# Laptop for Programming Purposes



## jpoveda

Hello this is my first post and I wanted to post this issue I have. I am going to start studying to become a computer systems engineer and I have a doubt about which would be the best option on a laptop for programming.

Basically I want to use it for C++, Java, PHP, maybe Flash and also for SQL Server or Oracle. I have been looking almost through all the possible brands and the 3 that I liked the most are: Lenovo ThinkPad, Dell Inspiron and Toshiba. Prices were good and they have 14" laptops which I think is a perfect size.

Also I probably will be using the laptop for soft gaming and social networks. Maybe some office applications. Which are your suggestions about brand, models and specs.

Please I would appreciate your help. Thank you.


----------



## tlarkin

Between those three  I would go with Lenovo first.  Just from my personal experiences.


----------



## jpoveda

Yes, Lenovo is also my first choice. But I would also like specifications for all the use I am going to give to the laptop.

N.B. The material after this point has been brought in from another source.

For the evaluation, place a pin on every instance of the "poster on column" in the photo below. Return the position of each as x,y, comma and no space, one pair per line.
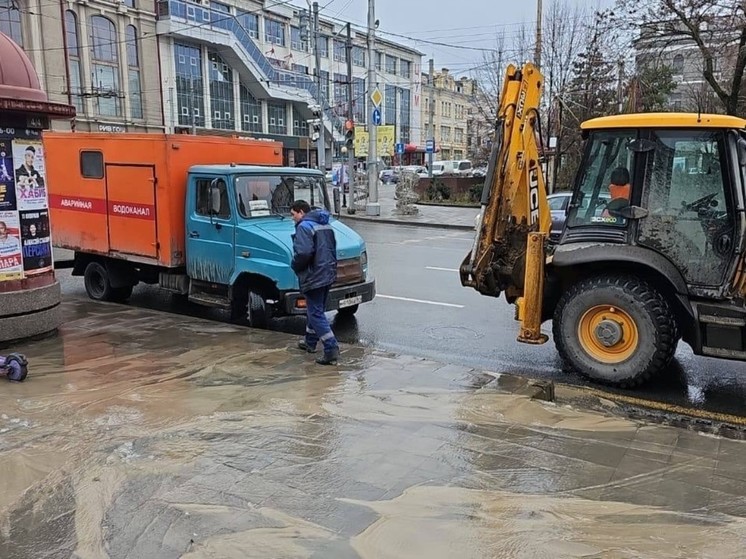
7,184
11,264
37,245
28,160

Maybe which models with the proper specs are the best for the needs I have.

Please all your answers will be well received. Thank you.


----------



## voyagerfan99

Programming is not very intense spec wise. Any laptop should do the trick. Just depends on what you want to spend.


----------



## jpoveda

I dont want to spend more than a $1,000 maybe between $500 and $700 will be just fine. I want something small and easy to take anywhere. And with good performance. Fast, fast, fast. Maybe also with a webcam and with all the trades for social networks, mail, office applications, programming.

I have been watching Lenovo ThinkPad Edge series, ThinkPad T series and ThinkPad X series. Some of those models were really good. i3 or i5 processor. 4 GB ram, 250 GB HDD, WiFi, Mobile Communications, cam.

That`s what I am looking.


----------



## tlarkin

voyagerfan99 said:


> Programming is not very intense spec wise. Any laptop should do the trick. Just depends on what you want to spend.



writing code, no not that intense, compiling massive amounts of code can take time and hardware to do.


----------



## Mr.laptop

Thinkpad first, Dell second, but first one costs the most.


----------



## tlarkin

I hate Dells, but that is because I have dealt with 1000s of them.


----------



## jpoveda

Yes, ThinkPad is first. I found a 14" ThinkPad Edge with i5 processor, 4 GB RAM, 250 HDD that costs about $900. But I dont know if I should buy it. Im concerned about the weight and size also.

Has somebody had one of these 14" ThinkPad Edge. Can someone tell me if they are too big or too thick or too heavy???

Thank you for all your answers.


----------



## powerpack

The post above me looks like a spam bot.

To OP I really like the Asus U36JC-A1, 13.3", i5 460m, 310m GPU w/optimus, 4GB RAM, 500GB HDD. $939.35, international warranty. Worlds thinest notebook, 3.7lbs. 8+ hours on battery.


----------